Tuesday, 29 November 2016

Another Moosey Day

     The snow is very crunchy as I walk through the mature aspen forest. It is a crispy -4 degrees and the fog is just lifting with a promise of blue skies and light wind. Hoar frost clings and sparkles from every branch and rose bush thorn. I am hoping to photograph a moose in the hoar frost. Got to have a goal, eh?
Frosted Ginseng

    As I head southeast down the trail the sun tries to peak through the fog and into the forest depths. It is low at this time of year; never clearing the tree tops and glares right into my eyes and camera lens. In the distance I can hear a loud tap, tap,tap on a dead tree. I pause as I try to locate the tapper.
Tapping Pileated Woodpecker

     Eventually a Pileated woodpecker is revealed. It is a large, colourful bird with a very distinctive flight pattern that I recognise as it dips and dives toward a new tree. They are often very skittish. I wander on and enjoy the morning. It is so peaceful and quiet except for my crunching shoes in the snow. I will never sneak up on a moose with this racket. Even a bison hears me and takes off .
Watchful Wood Bison

     I enjoy many of the plants that are frosted heavily and eventually wander onto a ridge overlooking a small lake. It is dotted with muskrat push-ups and still has a narrow strip of open water. I watch in the distance as a pair of bald eagles fly beyond the horizon. I enjoy sitting here on the edge of a well used buffalo wallow overlooking the scenery absorbing the peacefulness of the world in this quiet spot. It is hard to imagine that 20 miles away is a big city with over a million people struggling for survival.

Frosty Lake Shore
     Here is a different kind of survival, a more basic type of life and death survival of the fittest and the aware. Even though I am in Elk Island National Park, the wildlife don't know what that means.They rely upon their natural wits to survive and I am a potential predator to them. I am not natural to their world. They may be familiar with my shape but I am not a natural addition to their forest habitat. I am noisy, I am clumsy, I stink and I look and act oddly. I point my large eye at them which makes them nervous. They all pay particular attention and monitor my where-a bouts and actions. All I can do is walk slowly and try not to appear too predatorial. They know I am here.

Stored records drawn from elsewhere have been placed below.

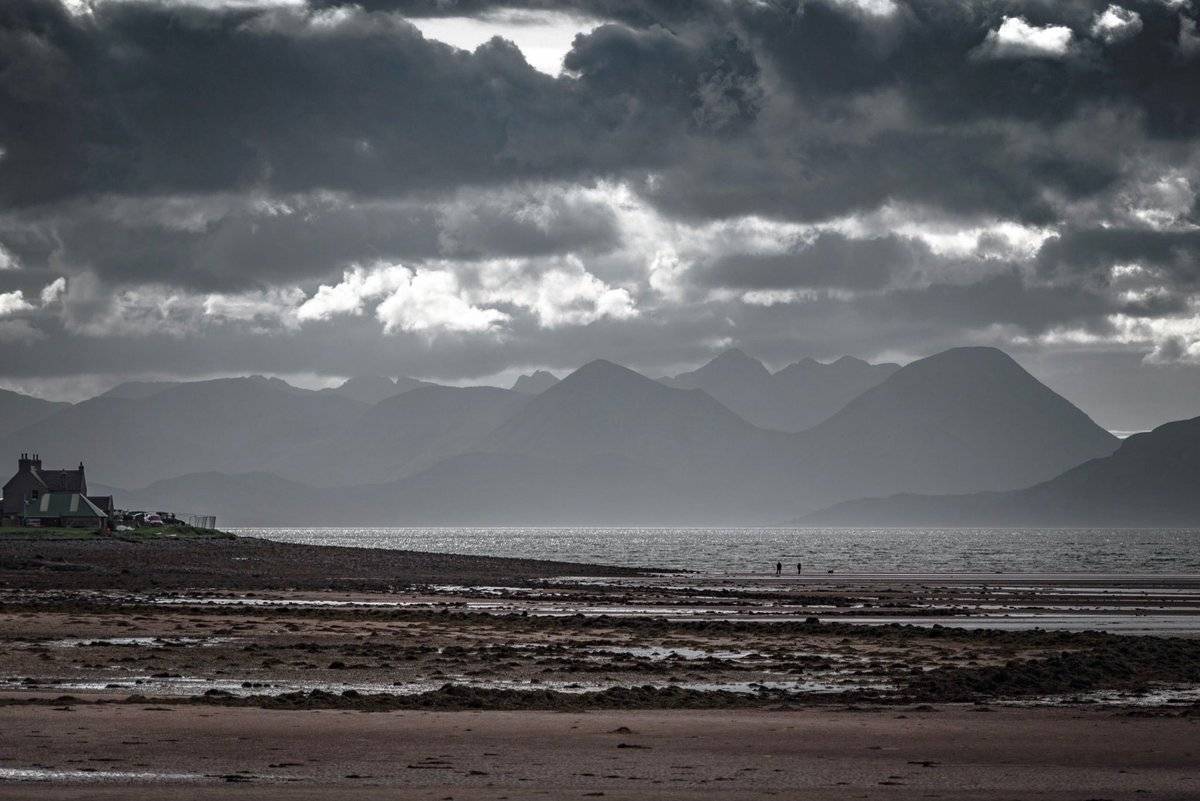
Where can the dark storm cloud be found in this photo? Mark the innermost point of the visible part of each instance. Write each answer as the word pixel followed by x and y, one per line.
pixel 1086 251
pixel 258 150
pixel 151 98
pixel 144 98
pixel 831 260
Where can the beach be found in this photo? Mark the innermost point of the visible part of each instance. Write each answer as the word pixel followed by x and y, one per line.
pixel 280 670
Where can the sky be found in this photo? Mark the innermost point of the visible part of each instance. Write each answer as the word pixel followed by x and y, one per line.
pixel 461 191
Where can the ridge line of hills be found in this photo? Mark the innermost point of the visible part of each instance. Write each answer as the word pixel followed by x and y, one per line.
pixel 605 445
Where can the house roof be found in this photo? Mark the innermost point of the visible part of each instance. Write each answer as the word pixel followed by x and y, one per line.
pixel 63 505
pixel 61 481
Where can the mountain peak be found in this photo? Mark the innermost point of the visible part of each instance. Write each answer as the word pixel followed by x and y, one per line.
pixel 534 383
pixel 601 369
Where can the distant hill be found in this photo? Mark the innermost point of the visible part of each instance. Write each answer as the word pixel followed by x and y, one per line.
pixel 1150 481
pixel 233 425
pixel 535 383
pixel 400 435
pixel 604 445
pixel 138 390
pixel 964 420
pixel 19 410
pixel 795 398
pixel 605 409
pixel 373 389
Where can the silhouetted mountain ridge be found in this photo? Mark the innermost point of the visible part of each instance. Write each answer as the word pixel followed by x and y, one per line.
pixel 1150 481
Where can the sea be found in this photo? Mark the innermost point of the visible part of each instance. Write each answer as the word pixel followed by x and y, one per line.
pixel 741 550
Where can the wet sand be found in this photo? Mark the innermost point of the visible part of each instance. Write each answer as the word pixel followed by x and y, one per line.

     I leave the viewpoint heading back into the forest. It is a very mature aspen forest that is heavily browsed by moose,deer,elk and bison. There is very little chance for new aspen to grow beyond the reach of the tall browsers. Most of the underbrush consists of raspberry canes, rose bushes and cropped off aspen. Plenty of sunlight penetrates the thinning aspen as they mature and get blown over. They are tall for this region; probably 70 feet or so. Most aspen around here is the Parkland type that grows very short and stunted. There are plenty of rotten snags and blow-down which I climb over. They provide nice resting spots for tired legs and aching back also.
Watchful Cow Moose

     As I walk I pause and watch often. I see a cow moose in the distance, just her head poking through the trees watching me.

Rutting Bull
A little further there is a bull watching but he is distracted by something else. It is a cow that must be in oestrus. I watch him as he is not letting her get too far away. She must not have caught during her first heat and is now coming on again.
Browsing Bull

     I see a pair of antlers and a moose lying on the edge of a small marsh. He is watching me carefully as I approach. I am sure he is the same moose that I saw and photographed a week or so ago. He is very tolerant but I take my time getting to a blown down tree upon which I sit. He has a hole through his right antler which I recognise. He gets up and begins his noon time lunch. For half an hour he browses upon tender aspen shoots and then he casually lays down and begins to chew his cud. I am only a few feet away but he is unconcerned. I snap a few more pictures and then take my leave with thanks. I am honoured to have this opportunity once again. I am humbled by his acceptance of me in this wilderness setting. Thank you.